HPC members Kara Thompson and Jeffrey Halferty voted in support of the project. Halftery said the proposal met the historic criteria the HPC judged — a matter of contention between supporters and opponents. Thompson added that the property considered for development is part of the residential multi-family district, and the project satisfied its obligations.

Project cons, levied primarily by Cooper Avenue neighbors, dominated the public comment portion of the hearing. They said they support affordable housing, but not the version pitched for their street. Some said they would be OK with a smaller project — three units and a smaller building, perhaps. Yet the the three-unit building currently proposed “dwarfed” — a word used multiple times through the night — the miner’s cabin.

As well, opponents expressed concern that an HPC approval of such a project would set in motion more land use applications with similar aspirations and to the detriment of the town’s historic character.

Advocates for the project included city planner Kevin Rayes and planning director Amy Simon, who recommended it be approved. The living spaces would have comprised three two-bedroom apartments and two three-bedroom units, combining for 4,901 square feet of livable space.

“We feel it’s a good fit for the neighborhood, and we support it,” Simon said.

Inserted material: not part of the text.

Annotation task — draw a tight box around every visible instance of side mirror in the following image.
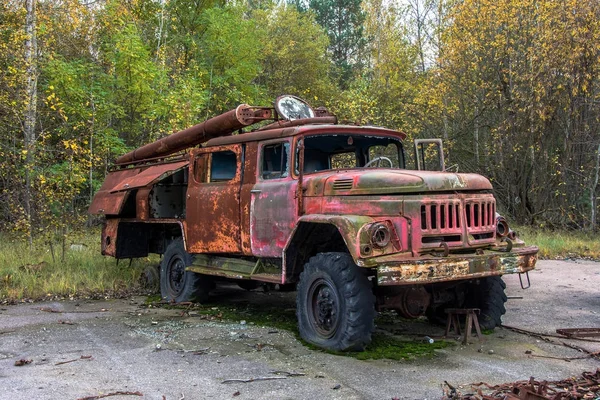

They and others said the property provided the unique opportunity for a private developer to build worker housing within the city and a less-than five minute walk to downtown. That would mean fewer vehicles driven within Aspen for everyday errands and fewer motorists commuting to Aspen, they argued. And while neighbors said the project was too dense, city staff offered that the living quarters were not compromised or compressed.

“Staff believes these are very high quality units being proposed here,” Mayes said.

Likewise, project principals also referred often to the housing goals of the Aspen Area Community Plan and the current housing dilemma facing the community.

“Change can be hard, and we understand, but this is what the community has been asking for,“ Adams said.

DeFrancia also pounded on the importance of worker housing to Aspen.

“The need for affordable housing is self-evident,” he said. “It is stated in every election by every candidate. … It’s self-evident like the sun rising in the east. We need affordable housing.”